How Orthopedists Can Get off the List of Most-Sued Doctors

Laird Harrison

Disclosures

October 07, 2015

A Confused Patient Is a Prospective Litigant

In an all-too-common scenario, a patient visits an orthopedic surgeon complaining of, say, hip pain. After all conservative treatment options have been tried—and failed—the patient is back.

The surgeon says, "It's time to consider a hip replacement."

The patient resignedly agrees.

"Of course, there are some risks," the surgeon adds. He briskly runs down the list. "Any questions?"

The patient looks at him. He doesn't respond. Does he understand what the surgeon just said? Who knows? It's impossible to tell.

The surgeon glances at his watch. He has a busy schedule. The clock is ticking. So he doesn't query further. Instead, he takes the lack of a response as a yes: The patient understands the risks.

"If there are no questions," the surgeon continues, "my nurse will give you a consent form to sign, and we'll schedule the procedure for next week."

The patient then signs the form without clearly understanding the risks of the procedure. The surgery is performed. It goes well. However, 3 weeks later, the patient complains of right foot drop and peroneal neuropathy. The surgeon had mentioned both as possible adverse events. Both are listed as risks on the signed consent. No matter. The patient sues the doctor for malpractice.

Most Orthopedists Can Expect to Be Sued

If you practice orthopedic surgery long enough, the odds are good that someone will hit you with this sort of lawsuit, says pathologist David B. Troxel, MD, medical director of The Doctors Company in Napa, California, the nation's largest insurer of physician and surgeon medical liability.

In 2014, patients and families filed malpractice lawsuits against 18% of orthopedic surgeons, he says. According to a 2011 study, orthopedics is the fourth most sued specialty, after neurosurgery, cardiothoracic surgery, and general surgery.[1]

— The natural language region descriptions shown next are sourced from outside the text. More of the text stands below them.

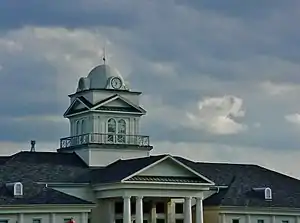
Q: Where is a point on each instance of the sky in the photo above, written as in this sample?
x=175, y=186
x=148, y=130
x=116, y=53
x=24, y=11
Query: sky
x=220, y=79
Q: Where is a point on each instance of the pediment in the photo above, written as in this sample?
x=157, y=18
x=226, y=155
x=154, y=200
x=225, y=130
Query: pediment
x=169, y=170
x=78, y=105
x=118, y=103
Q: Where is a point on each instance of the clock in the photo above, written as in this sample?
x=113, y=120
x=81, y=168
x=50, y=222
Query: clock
x=116, y=82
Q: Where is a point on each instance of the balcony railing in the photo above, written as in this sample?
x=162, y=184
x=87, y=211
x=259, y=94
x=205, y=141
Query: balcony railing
x=100, y=138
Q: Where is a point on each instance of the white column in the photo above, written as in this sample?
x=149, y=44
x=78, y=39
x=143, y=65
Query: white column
x=52, y=218
x=111, y=206
x=199, y=210
x=139, y=210
x=84, y=217
x=153, y=212
x=126, y=209
x=248, y=218
x=223, y=218
x=188, y=210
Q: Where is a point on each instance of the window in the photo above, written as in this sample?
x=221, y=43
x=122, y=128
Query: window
x=178, y=208
x=118, y=207
x=18, y=189
x=121, y=130
x=36, y=220
x=67, y=220
x=77, y=128
x=160, y=207
x=116, y=130
x=147, y=207
x=268, y=193
x=111, y=129
x=83, y=127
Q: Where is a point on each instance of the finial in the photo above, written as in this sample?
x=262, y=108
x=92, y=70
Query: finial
x=104, y=56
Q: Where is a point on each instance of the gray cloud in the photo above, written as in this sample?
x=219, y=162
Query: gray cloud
x=177, y=54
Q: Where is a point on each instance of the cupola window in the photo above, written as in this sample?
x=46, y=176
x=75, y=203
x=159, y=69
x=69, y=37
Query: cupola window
x=121, y=130
x=116, y=130
x=111, y=129
x=18, y=189
x=78, y=128
x=83, y=127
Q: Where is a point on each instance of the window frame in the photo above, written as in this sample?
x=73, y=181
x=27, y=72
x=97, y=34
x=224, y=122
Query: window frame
x=36, y=219
x=116, y=136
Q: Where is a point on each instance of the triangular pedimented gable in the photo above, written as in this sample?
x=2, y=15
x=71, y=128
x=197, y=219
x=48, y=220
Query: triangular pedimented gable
x=80, y=104
x=168, y=170
x=118, y=103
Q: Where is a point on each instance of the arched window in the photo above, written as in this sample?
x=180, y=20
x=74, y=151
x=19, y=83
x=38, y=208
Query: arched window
x=18, y=189
x=78, y=128
x=121, y=130
x=83, y=127
x=111, y=129
x=268, y=193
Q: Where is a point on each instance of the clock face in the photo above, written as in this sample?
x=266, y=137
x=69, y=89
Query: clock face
x=116, y=83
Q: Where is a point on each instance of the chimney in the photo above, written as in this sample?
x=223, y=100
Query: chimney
x=32, y=146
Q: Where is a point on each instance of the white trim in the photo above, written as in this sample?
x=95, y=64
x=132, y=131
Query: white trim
x=72, y=104
x=122, y=99
x=97, y=111
x=288, y=211
x=167, y=183
x=105, y=102
x=173, y=159
x=64, y=184
x=45, y=208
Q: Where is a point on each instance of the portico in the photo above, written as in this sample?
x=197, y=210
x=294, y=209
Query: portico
x=148, y=195
x=138, y=217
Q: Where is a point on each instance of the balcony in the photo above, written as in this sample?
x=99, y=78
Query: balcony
x=104, y=139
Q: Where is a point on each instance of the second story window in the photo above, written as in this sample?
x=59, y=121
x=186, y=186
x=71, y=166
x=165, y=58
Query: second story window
x=111, y=129
x=121, y=130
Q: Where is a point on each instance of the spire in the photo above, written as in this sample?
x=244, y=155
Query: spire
x=104, y=56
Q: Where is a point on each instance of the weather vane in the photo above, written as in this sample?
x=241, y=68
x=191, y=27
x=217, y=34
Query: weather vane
x=104, y=55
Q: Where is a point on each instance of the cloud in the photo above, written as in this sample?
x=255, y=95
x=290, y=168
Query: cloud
x=216, y=115
x=293, y=118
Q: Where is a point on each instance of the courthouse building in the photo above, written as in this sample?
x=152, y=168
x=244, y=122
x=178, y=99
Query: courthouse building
x=104, y=172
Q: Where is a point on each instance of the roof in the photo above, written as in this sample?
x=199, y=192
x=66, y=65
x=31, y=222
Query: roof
x=120, y=169
x=43, y=167
x=100, y=105
x=238, y=178
x=34, y=193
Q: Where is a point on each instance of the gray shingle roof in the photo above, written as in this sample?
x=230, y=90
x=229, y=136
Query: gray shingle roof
x=120, y=169
x=240, y=178
x=38, y=194
x=43, y=167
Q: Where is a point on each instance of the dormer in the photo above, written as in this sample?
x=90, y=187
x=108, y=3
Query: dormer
x=265, y=191
x=16, y=188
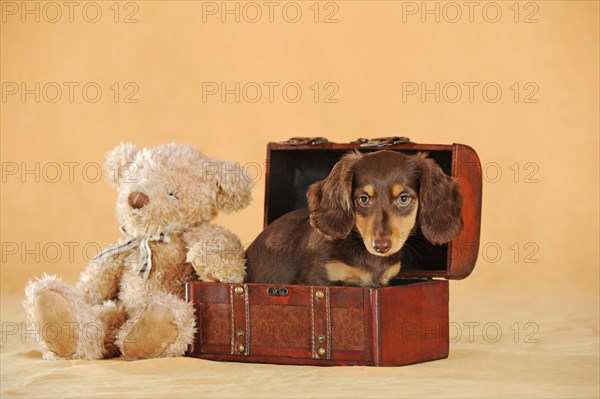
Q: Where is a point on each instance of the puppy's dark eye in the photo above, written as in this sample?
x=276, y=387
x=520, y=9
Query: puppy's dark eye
x=363, y=200
x=404, y=200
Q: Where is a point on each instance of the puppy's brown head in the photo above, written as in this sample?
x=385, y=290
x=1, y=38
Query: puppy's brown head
x=382, y=195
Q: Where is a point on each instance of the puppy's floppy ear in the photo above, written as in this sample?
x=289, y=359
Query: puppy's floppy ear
x=119, y=163
x=330, y=200
x=440, y=202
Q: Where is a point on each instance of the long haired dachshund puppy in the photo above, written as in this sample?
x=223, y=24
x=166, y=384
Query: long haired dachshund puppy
x=357, y=221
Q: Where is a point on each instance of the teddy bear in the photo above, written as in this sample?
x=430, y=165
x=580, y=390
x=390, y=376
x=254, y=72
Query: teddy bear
x=130, y=298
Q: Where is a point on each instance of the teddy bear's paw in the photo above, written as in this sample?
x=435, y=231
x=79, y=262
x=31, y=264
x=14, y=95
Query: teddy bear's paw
x=57, y=322
x=217, y=266
x=66, y=327
x=221, y=271
x=150, y=335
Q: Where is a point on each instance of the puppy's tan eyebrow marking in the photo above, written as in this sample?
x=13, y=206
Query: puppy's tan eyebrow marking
x=397, y=190
x=369, y=190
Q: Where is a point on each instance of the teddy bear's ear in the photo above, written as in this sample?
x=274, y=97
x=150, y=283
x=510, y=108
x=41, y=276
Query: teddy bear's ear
x=119, y=163
x=234, y=187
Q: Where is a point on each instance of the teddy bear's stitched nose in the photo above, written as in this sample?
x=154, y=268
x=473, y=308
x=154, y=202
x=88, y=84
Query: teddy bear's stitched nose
x=137, y=199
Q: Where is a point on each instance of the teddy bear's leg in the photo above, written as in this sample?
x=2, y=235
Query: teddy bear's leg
x=164, y=327
x=66, y=326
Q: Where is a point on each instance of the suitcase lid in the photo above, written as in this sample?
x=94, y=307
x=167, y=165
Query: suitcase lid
x=293, y=165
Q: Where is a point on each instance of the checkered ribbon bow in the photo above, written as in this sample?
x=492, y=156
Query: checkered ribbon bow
x=145, y=264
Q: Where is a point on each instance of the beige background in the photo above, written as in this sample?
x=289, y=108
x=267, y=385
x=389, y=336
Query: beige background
x=550, y=209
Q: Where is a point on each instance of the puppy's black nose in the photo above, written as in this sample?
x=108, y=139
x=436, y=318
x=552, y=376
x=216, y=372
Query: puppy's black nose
x=382, y=245
x=137, y=199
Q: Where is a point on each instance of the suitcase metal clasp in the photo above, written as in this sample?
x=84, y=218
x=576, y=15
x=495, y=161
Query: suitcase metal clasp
x=296, y=141
x=277, y=291
x=382, y=141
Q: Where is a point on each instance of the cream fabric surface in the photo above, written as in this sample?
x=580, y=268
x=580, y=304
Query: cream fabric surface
x=564, y=362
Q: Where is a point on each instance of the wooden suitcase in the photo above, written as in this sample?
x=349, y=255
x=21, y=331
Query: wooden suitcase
x=405, y=322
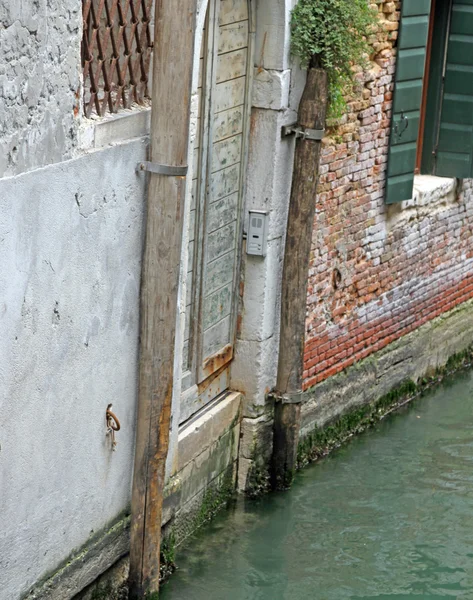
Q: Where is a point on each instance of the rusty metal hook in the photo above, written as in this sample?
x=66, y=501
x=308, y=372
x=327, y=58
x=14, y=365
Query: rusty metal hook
x=113, y=425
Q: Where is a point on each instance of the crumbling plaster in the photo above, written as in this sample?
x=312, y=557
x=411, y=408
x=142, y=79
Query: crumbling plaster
x=40, y=82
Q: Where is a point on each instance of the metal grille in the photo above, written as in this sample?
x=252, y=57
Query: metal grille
x=116, y=53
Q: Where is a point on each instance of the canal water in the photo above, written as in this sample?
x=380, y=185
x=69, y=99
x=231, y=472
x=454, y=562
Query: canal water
x=388, y=516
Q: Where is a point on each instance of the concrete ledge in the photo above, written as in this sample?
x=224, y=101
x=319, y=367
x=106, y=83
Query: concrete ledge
x=101, y=132
x=415, y=355
x=202, y=432
x=208, y=447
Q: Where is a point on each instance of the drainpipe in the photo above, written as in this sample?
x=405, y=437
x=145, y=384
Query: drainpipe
x=288, y=395
x=170, y=122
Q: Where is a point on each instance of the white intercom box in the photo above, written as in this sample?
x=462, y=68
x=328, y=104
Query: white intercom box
x=257, y=233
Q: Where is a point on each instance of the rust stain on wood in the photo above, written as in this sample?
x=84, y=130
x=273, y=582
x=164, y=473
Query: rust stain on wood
x=218, y=360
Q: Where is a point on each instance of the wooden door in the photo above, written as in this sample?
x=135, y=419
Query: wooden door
x=215, y=245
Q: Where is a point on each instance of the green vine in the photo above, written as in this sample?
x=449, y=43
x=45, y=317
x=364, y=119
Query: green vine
x=334, y=35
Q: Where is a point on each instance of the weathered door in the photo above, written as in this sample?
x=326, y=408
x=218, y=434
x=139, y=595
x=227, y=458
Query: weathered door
x=215, y=236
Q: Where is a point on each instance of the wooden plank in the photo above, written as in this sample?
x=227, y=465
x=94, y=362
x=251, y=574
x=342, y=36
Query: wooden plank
x=197, y=397
x=226, y=153
x=217, y=306
x=189, y=287
x=169, y=143
x=194, y=194
x=312, y=113
x=191, y=254
x=228, y=123
x=185, y=355
x=233, y=37
x=224, y=182
x=221, y=241
x=230, y=94
x=222, y=212
x=192, y=217
x=232, y=11
x=231, y=65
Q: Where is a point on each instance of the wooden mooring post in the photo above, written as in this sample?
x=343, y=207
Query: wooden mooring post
x=170, y=120
x=312, y=114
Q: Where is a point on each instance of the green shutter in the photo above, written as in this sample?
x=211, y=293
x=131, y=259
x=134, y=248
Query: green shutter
x=454, y=152
x=413, y=35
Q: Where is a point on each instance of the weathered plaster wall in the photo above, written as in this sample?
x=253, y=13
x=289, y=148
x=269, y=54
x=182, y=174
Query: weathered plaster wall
x=379, y=272
x=70, y=254
x=40, y=73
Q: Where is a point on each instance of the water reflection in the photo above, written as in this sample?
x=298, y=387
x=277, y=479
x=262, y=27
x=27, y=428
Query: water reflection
x=387, y=517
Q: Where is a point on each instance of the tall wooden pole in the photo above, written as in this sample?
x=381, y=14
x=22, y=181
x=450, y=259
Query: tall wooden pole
x=170, y=120
x=312, y=114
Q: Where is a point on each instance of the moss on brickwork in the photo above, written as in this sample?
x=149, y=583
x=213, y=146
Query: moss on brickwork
x=167, y=560
x=320, y=442
x=258, y=482
x=215, y=498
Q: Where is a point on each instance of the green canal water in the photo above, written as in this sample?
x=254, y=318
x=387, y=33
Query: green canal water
x=388, y=516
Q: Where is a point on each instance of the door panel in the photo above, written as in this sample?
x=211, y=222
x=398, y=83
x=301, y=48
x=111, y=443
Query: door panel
x=217, y=204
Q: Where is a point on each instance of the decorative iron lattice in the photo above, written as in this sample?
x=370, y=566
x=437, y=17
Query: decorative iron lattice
x=116, y=53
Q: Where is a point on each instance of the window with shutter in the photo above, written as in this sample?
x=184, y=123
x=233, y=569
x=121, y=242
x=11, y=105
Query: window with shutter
x=452, y=149
x=445, y=143
x=413, y=36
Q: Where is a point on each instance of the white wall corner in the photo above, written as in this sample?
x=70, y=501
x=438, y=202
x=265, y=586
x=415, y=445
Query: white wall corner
x=271, y=88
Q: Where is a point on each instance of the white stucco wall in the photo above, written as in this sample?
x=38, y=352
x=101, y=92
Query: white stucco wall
x=70, y=253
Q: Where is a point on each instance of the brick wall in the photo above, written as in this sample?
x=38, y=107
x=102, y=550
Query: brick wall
x=377, y=272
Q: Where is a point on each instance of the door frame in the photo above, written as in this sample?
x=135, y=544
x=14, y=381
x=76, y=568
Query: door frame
x=206, y=387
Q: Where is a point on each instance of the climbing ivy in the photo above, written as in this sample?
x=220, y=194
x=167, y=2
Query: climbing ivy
x=333, y=34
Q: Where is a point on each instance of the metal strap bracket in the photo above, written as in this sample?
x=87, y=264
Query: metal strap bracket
x=289, y=398
x=162, y=169
x=304, y=133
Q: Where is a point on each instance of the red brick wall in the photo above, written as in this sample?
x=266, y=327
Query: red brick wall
x=378, y=272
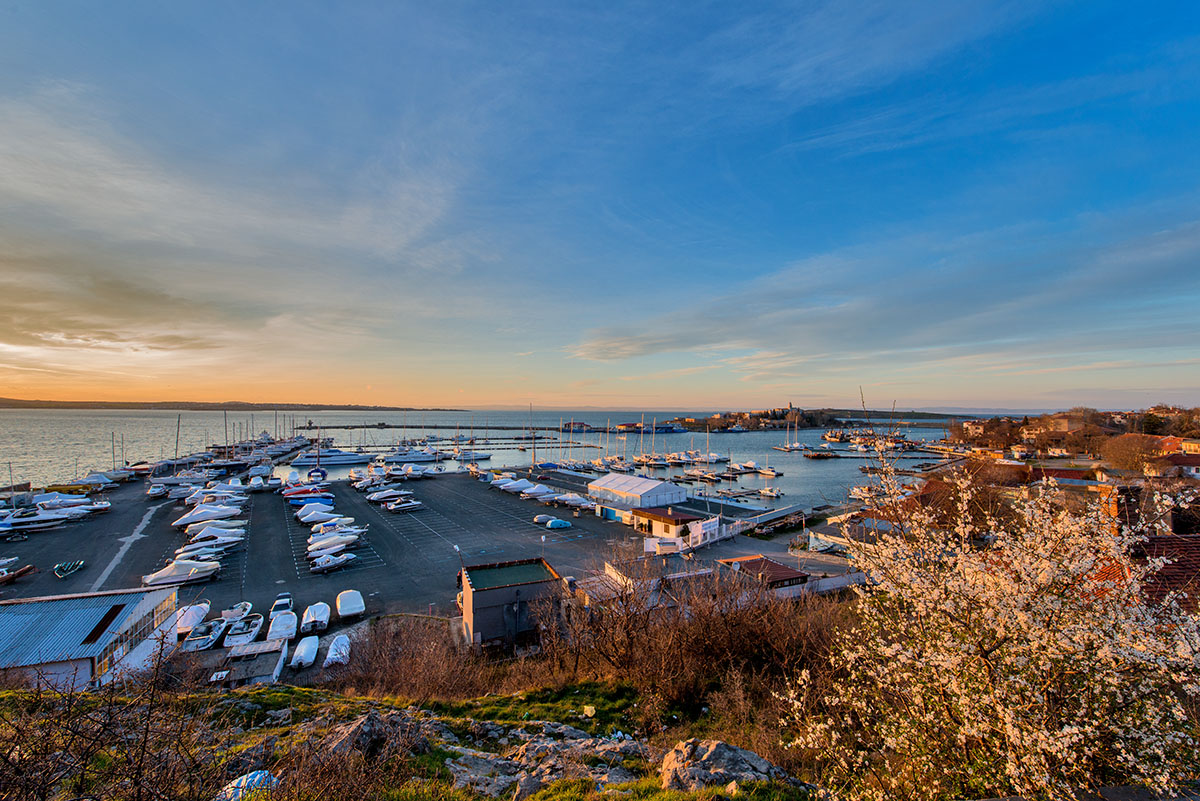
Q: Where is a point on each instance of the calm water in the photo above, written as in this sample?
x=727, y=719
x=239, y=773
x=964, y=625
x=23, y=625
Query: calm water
x=53, y=445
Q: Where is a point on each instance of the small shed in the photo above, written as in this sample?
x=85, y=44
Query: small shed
x=635, y=492
x=496, y=598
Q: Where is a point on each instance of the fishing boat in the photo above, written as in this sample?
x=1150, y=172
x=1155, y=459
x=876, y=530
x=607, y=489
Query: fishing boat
x=191, y=616
x=237, y=612
x=316, y=618
x=305, y=654
x=204, y=636
x=339, y=651
x=65, y=568
x=329, y=562
x=244, y=631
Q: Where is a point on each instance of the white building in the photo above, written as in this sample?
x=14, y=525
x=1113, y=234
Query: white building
x=84, y=640
x=634, y=492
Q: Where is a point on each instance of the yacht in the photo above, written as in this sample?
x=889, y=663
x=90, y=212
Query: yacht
x=329, y=456
x=406, y=455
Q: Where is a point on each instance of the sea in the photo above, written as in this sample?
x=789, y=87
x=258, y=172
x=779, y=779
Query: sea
x=49, y=445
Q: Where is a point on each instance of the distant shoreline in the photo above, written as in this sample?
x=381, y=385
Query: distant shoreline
x=192, y=405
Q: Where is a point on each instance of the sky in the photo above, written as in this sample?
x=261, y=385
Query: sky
x=624, y=205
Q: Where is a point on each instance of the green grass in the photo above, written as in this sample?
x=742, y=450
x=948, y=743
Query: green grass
x=562, y=705
x=651, y=789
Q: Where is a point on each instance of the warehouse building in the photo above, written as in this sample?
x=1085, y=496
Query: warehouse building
x=75, y=642
x=635, y=492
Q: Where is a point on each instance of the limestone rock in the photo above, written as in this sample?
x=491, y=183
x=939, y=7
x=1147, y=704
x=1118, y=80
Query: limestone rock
x=696, y=764
x=373, y=734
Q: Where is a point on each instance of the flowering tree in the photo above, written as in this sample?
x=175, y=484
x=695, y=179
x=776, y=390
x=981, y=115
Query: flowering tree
x=1014, y=655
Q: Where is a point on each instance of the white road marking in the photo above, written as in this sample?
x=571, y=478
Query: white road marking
x=126, y=543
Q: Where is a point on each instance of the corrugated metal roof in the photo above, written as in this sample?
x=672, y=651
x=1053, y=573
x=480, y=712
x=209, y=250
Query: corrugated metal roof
x=35, y=631
x=627, y=485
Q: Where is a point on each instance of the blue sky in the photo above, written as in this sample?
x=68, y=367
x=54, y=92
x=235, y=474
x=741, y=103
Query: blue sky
x=971, y=204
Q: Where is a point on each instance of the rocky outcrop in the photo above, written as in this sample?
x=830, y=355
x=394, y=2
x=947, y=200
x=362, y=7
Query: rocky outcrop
x=375, y=734
x=696, y=764
x=550, y=752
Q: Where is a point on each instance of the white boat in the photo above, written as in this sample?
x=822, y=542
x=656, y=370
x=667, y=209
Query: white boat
x=245, y=631
x=335, y=527
x=305, y=654
x=204, y=636
x=183, y=571
x=333, y=550
x=238, y=610
x=385, y=495
x=322, y=542
x=329, y=562
x=191, y=616
x=210, y=527
x=349, y=604
x=203, y=550
x=411, y=456
x=33, y=519
x=283, y=626
x=319, y=517
x=339, y=651
x=329, y=456
x=205, y=513
x=316, y=618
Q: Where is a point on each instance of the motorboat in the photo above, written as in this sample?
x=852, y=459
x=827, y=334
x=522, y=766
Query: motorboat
x=65, y=568
x=305, y=654
x=191, y=616
x=329, y=456
x=207, y=549
x=329, y=562
x=283, y=626
x=183, y=571
x=316, y=618
x=324, y=552
x=318, y=517
x=312, y=500
x=335, y=527
x=213, y=527
x=409, y=456
x=7, y=574
x=33, y=519
x=244, y=631
x=385, y=495
x=339, y=651
x=329, y=542
x=349, y=604
x=204, y=513
x=282, y=603
x=238, y=610
x=204, y=636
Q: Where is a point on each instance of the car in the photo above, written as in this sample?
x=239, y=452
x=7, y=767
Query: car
x=282, y=603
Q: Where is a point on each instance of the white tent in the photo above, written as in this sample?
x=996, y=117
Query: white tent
x=635, y=492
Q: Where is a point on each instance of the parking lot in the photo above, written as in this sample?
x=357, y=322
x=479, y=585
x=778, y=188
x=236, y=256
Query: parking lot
x=407, y=561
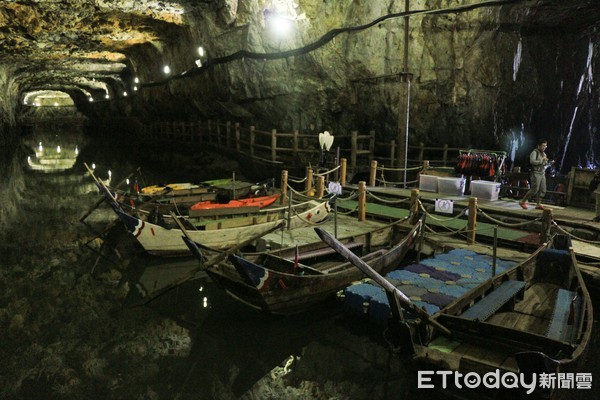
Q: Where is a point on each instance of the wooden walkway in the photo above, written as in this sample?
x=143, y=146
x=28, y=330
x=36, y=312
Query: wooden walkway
x=577, y=221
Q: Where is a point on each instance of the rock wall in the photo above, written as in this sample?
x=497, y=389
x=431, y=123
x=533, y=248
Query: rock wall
x=11, y=172
x=493, y=78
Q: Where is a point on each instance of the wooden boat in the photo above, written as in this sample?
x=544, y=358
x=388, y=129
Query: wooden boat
x=291, y=280
x=181, y=196
x=216, y=232
x=258, y=202
x=161, y=199
x=535, y=317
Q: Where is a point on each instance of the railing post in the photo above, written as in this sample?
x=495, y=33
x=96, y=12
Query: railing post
x=472, y=222
x=219, y=134
x=546, y=225
x=228, y=134
x=208, y=130
x=320, y=186
x=252, y=140
x=354, y=148
x=308, y=184
x=283, y=198
x=362, y=201
x=414, y=205
x=274, y=145
x=445, y=154
x=373, y=173
x=238, y=136
x=295, y=143
x=372, y=145
x=343, y=169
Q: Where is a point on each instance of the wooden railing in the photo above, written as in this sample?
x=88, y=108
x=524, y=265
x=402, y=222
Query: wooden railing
x=387, y=153
x=272, y=145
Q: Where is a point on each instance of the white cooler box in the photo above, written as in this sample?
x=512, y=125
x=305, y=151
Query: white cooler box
x=451, y=186
x=428, y=183
x=485, y=190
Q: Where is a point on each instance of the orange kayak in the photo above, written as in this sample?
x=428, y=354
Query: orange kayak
x=260, y=202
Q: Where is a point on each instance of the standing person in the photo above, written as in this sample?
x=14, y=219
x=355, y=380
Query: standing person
x=539, y=161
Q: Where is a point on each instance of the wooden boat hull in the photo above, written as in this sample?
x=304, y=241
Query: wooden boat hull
x=295, y=287
x=534, y=318
x=162, y=241
x=260, y=202
x=544, y=330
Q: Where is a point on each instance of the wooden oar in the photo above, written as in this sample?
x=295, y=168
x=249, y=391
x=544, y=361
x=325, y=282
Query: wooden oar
x=204, y=262
x=97, y=204
x=371, y=273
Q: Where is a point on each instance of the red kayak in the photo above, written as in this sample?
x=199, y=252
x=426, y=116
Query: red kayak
x=260, y=202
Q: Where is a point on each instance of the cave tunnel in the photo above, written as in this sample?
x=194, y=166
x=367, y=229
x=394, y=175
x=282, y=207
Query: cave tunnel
x=200, y=88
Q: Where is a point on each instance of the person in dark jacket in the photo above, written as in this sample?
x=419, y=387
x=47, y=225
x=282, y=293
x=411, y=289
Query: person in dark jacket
x=537, y=177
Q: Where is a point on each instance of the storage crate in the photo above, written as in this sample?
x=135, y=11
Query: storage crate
x=485, y=190
x=451, y=186
x=428, y=183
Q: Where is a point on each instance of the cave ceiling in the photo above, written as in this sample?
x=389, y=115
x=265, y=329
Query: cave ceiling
x=81, y=45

The good news is that the rate of lawsuits has been declining across all specialties since 2008, says Dr Troxel. But, he adds, far more liability suits could be prevented if orthopedists took the time to maintain good relationships with their patients.

In a new study of claims against more than 2100 orthopedists, The Doctors Company analyzed the most common types of claims and, based on these findings, developed recommendations for avoiding them.[2]

The researchers characterized 46% of allegations against orthopedic surgeons as "improper performance of surgery."[2]

"That's kind of a shocking number," says Dr Troxel. "But what was kind of reassuring is that when the claims were reviewed by the experts we contracted, in the overwhelming number of cases, the complaint resulted from a known complication that had been disclosed to the patient in the informed-consent process."

Procedures Most Likely to Spark a Lawsuit

According to the study, procedures that led to allegations included total knee replacement, total hip replacement, knee arthroscopy, vertebroplasty, open reduction internal fixation, diskectomy, exploration and decompression of the spinal canal, shoulder arthroscopy, and rotator cuff repair.[2]

Sixteen percent of allegations were characterized as "improper management of surgical patient."[2] These claims related to postoperative care. They included infections, malunion or nonunion of bones, continued pain, or mechanical issues of orthopedic devices.

Thirteen percent were "diagnosis related."[2] Among the conditions most commonly alleged to be misdiagnosed were compartment syndrome, fractures, nonunion of fractures, hematomas, postoperative infections, malignant bone tumors, thromboembolism, and dislocations.

The Doctors Company also looked at specific factors contributing to patients' injury. They found that technical performance was the cause in 35% of the cases.[2] Poor technique and misidentification of anatomic structure were factors in some of these complaints. But "only a small percentage," the study concluded, were due to substandard care, and often the injury was a known risk of the procedure.

Twenty-nine percent of injuries resulted from "patient factors," the study found.[2] In one example, a patient suffered an ankle fracture with displacement of the talus and disruption of the ankle mortise. Because of comorbidities and the need for medical clearance, the surgery was postponed. The patient was prescribed physical therapy to reduce edema but refused to participate.

Two days later, the patient died of a pulmonary embolism. The family alleged that the injury was improperly managed. But the physical therapist, surgeon, and nursing staff had clearly documented the patient's refusal of physical therapy.

Twelve percent of injuries resulted from selection and management of therapy.[2] In some cases, the reviewers found that patients were not good candidates for the procedures they had. In other cases, the practitioners failed to order the correct medication or used inappropriate procedures.

Another 12% of injuries resulted from poor communication, sometimes because of language barriers, inadequate discharge instructions, inadequate follow-up instructions, or insufficient information regarding the risks of medications.[2]

A final 12% of injuries resulted from "patient assessment issues," such as failure or delay in ordering diagnostic tests, failure to establish a differential diagnosis, misinterpretation of diagnostic studies, failure to respond to a patient's repeated concerns or symptoms, failure to consider clinical information available in the medical record, or failure to address abnormal findings.[2]